Johnny Angel Rangel, 25
Johnny Angel Rangel, a 25-year-old Latino, was shot and killed by a sheriff’s deputy Friday, Oct. 16, in the 800 block of Ashcomb Drive in La Puente, according to Los Angeles County coroner’s records.
The incident began about 1 a.m., when patrol deputies spotted Rangel walking at the corner of Amar Road and South Azusa Avenue in West Covina, just east of La Puente, said Los Angeles County Sheriff's Det. Louis Aguilera.
Rangel allegedly made eye contact with the deputies and then ran across the street to try to talk to people standing outside a McDonald's restaurant, Aguilera said.
The deputies suspected Rangel was a gang member, based on his tattoos and attire, and thought his behavior was suspicious, Aguilera said. They later learned the people Rangel had run toward didn't know him. As the deputies approached Rangel in their patrol car, he allegedly dropped a folding knife on the ground and ran from the deputies, despite their orders that he stop so they could question him, the detective said.
Rangel ran into a nearby residential area and into the backyard of the house where the shooting occurred, Aguilera said.
As the deputies were looking for Rangel, a man and woman came out of the house and said a man had just broken out the sliding glass door leading to their backyard, and had come inside the house. The man told deputies that his elderly parents were sleeping in one of the bedrooms, and his father couldn't walk without assistance.
Fearing a hostage situation, Aguilera said, five deputies entered the house through the front door. When the went inside, they found the man's elderly mother, who said Rangel had gone into her daughter-in-law's bedroom. She thought her daughter-in-law was still in the bedroom, Aguilera said, and deputies feared she had been taken hostage.

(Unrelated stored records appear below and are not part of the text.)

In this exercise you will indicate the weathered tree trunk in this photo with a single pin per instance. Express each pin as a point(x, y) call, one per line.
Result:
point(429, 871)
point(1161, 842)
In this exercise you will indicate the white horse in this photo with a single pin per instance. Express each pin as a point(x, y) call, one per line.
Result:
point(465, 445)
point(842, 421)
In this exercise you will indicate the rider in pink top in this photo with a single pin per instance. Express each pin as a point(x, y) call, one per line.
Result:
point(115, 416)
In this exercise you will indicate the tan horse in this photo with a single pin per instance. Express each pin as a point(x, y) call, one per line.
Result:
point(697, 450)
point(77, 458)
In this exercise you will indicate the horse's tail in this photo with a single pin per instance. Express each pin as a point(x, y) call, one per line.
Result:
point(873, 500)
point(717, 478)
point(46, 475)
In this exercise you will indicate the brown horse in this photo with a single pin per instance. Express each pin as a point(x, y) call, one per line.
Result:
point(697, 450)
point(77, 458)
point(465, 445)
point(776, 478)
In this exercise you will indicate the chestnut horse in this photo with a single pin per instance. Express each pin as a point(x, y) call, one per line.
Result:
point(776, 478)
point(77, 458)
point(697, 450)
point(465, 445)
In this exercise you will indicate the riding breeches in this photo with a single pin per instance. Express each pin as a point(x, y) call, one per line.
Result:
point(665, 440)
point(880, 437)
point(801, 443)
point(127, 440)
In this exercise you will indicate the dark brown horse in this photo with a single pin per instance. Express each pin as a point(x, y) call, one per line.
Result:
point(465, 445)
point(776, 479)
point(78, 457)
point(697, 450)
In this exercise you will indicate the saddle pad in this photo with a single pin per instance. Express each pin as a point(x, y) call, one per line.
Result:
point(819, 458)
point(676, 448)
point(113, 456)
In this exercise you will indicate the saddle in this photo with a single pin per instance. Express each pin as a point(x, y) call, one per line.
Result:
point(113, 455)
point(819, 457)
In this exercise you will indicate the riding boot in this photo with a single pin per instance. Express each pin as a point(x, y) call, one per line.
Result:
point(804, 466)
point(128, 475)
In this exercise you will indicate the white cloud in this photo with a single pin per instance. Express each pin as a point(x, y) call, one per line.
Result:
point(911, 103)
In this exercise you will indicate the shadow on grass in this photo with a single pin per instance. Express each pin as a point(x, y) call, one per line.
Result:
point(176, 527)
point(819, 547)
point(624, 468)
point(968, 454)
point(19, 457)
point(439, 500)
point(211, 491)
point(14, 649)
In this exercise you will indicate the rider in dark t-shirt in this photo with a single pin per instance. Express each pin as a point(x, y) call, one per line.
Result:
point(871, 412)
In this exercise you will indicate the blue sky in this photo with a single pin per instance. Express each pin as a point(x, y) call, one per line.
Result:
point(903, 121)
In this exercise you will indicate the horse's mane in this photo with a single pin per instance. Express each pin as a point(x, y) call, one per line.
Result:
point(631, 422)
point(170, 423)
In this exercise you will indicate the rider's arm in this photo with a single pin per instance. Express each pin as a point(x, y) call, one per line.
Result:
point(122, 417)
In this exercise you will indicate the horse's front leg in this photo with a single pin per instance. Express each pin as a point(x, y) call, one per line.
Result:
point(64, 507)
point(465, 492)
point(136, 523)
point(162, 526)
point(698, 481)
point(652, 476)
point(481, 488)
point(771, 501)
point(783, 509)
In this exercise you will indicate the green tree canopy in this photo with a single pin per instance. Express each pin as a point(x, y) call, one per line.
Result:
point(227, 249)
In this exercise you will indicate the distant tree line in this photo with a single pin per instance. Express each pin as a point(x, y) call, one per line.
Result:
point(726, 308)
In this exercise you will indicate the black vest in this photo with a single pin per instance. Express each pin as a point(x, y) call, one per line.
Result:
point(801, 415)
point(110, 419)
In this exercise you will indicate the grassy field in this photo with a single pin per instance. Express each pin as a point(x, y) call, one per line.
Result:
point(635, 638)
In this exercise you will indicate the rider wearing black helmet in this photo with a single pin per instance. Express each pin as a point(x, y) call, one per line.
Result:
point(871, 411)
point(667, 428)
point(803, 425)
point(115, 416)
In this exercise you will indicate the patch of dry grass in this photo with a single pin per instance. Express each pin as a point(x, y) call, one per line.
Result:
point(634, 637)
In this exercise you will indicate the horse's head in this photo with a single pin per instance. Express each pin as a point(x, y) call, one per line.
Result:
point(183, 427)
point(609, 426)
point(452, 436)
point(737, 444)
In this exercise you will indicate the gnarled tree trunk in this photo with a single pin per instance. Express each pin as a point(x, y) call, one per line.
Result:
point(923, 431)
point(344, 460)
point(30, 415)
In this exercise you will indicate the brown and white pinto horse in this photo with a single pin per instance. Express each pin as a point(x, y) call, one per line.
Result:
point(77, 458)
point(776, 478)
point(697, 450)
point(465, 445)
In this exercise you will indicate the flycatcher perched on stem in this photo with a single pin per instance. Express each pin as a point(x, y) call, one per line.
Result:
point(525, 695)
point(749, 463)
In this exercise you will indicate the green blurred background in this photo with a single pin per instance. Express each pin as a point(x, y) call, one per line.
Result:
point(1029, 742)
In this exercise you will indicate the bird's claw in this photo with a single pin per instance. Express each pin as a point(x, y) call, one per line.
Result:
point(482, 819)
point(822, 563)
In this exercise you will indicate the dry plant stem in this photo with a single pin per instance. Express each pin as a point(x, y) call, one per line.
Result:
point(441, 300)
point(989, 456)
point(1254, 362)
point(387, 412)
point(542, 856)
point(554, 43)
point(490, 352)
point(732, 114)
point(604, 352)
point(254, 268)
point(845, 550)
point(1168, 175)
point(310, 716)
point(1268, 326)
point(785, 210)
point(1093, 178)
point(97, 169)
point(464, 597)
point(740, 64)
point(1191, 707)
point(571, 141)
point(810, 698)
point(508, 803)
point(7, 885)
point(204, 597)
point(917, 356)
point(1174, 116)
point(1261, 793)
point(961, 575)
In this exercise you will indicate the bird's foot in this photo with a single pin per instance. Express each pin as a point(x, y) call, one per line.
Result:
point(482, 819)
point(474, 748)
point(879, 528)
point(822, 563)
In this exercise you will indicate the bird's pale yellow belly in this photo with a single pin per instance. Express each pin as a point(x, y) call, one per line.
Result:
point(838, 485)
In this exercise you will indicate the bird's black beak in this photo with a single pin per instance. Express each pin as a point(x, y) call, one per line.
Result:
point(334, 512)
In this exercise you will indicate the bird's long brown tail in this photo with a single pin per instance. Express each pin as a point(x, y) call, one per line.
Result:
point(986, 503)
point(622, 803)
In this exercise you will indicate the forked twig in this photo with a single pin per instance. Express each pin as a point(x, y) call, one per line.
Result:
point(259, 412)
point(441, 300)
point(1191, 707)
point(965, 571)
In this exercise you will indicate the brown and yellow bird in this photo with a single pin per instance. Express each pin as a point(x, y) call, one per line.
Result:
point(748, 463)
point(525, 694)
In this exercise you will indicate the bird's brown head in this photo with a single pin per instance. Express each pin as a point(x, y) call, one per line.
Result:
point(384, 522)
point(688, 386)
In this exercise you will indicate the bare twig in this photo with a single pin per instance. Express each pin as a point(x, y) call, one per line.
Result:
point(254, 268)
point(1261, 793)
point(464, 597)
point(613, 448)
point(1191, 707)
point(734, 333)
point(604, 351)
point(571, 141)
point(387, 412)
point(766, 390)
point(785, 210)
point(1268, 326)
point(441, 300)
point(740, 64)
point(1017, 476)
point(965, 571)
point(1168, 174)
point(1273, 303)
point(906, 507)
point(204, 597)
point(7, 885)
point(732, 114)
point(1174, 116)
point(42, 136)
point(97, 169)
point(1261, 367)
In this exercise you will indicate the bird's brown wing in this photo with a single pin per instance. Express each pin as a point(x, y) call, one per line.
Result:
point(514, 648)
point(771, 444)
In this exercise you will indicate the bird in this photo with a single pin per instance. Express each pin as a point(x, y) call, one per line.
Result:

The deputies helped the parents out of the house and then shouted to Rangel to come out of the room, Aguilera said.
"They could hear him moving furniture around in there and breaking glass, so they were under the impression there was a hostage in there with him," Aguilera said.
The deputies forced the bedroom door open and confronted Rangel. They allegedly used their Tasers more than once to try to subdue him, Aguilera said, "but it didn't have any impact."
The only lighting in the room was from a television that was turned on, he said. Deputies didn't know until later that the daughter-in-law was already outside.
Rangel allegedly tried to take a gun out of the hands of one of the deputies, Aguilera said. "He made multiple attempts to get the gun, and at one point he was able to grab it, but the deputy was able to hold on, and that's when he was shot by the deputy," he said.
The deputy fired just one shot, Aguilera said. Rangel was hit in the upper torso and pronounced dead at the scene at 1:47 a.m.
Aguilera said he couldn't release the deputy's name this early in the investigation.
No one else was injured. Investigators found no other weapons besides the folding knife Rangel allegedly dropped at the beginning of the incident.
Investigators have learned that Rangel belonged to a gang in La Puente and had an injunction restraining him from associating with other gang members in the area, Aguilera said.